In spite of the changes, the film still reasonably authentically portrayed the efforts of Wilson's team to put together a tax evasion case against Capone. In many respects, despite the name changes and undistinguished settings, it is a more accurate depiction of the investigation than such later films on the same subject as The Untouchables.

==Critical response==
Bosley Crowther panned the film in The New York Times: "Furthermore—and this is fatal—it is a drearily static film, for all its explosive flurries of gun-play and passing of violent threats. The big crisis in the picture comes when the Treasury man, played by Glenn Ford, is uncertain whether to stick with the case or retire to a farm. And the basis of his decision to go on sleuthing for Uncle Sam is a long-winded lecture on justice which a sad-eyed Italian woman gives. Mr. Ford, in a battered gray hat and a baggy suit, makes a pretty case for higher salaries to civil servants but a not very impressive sleuth. And James Whitmore, who played the sergeant in Command Decision on the stage, seems much more inclined to low clowning than to accounting as an assistant on the case. Barry Kelley is robustly arrogant as 'the big fellow's' lawyer and front-man, with several other performers doing standard character roles."

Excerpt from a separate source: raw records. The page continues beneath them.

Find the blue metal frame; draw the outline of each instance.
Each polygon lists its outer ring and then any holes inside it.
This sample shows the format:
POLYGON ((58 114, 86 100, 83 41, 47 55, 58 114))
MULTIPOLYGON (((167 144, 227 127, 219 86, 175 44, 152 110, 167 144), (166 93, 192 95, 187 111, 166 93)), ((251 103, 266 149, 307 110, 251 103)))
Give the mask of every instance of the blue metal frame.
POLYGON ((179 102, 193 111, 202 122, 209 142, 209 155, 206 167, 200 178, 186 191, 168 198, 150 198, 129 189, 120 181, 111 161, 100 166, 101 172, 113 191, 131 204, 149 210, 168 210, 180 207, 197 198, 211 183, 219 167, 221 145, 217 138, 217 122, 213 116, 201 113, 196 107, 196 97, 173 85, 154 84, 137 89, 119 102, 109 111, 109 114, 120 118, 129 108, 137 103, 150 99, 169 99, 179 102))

The staff at Variety magazine gave the film a positive review, writing: "Narrated in a straightforward, hardhitting documentary style, The Undercover Man is a good crime-busting saga. Standout features are the pic's sustained pace and its realistic quality. Fresh, natural dialog help to cover up the formula yarn, while topnotch performances down the line carry conviction. Joseph H. Lewis's direction also mutes the melodramatic elements but manages to keep the tension mounting through a series of violent episodes."

Time Out film guide lauded the film in 2006 and wrote, "A superior crime thriller in the semi-documentary style beloved by Hollywood in the late 1940s...[the film] achieves an authenticity rare in the genre. Perhaps even more impressive is the acknowledgment that mob crime affects not only cops and criminals, but innocents too: witnesses are silenced, bystanders injured. And Lewis - one of the B movie greats - directs in admirably forthright, muscular fashion, making superb use of Burnett Guffey's gritty monochrome camerawork."

The film aired on the Turner Classic Movies show 'Noir Alley' with Eddie Muller.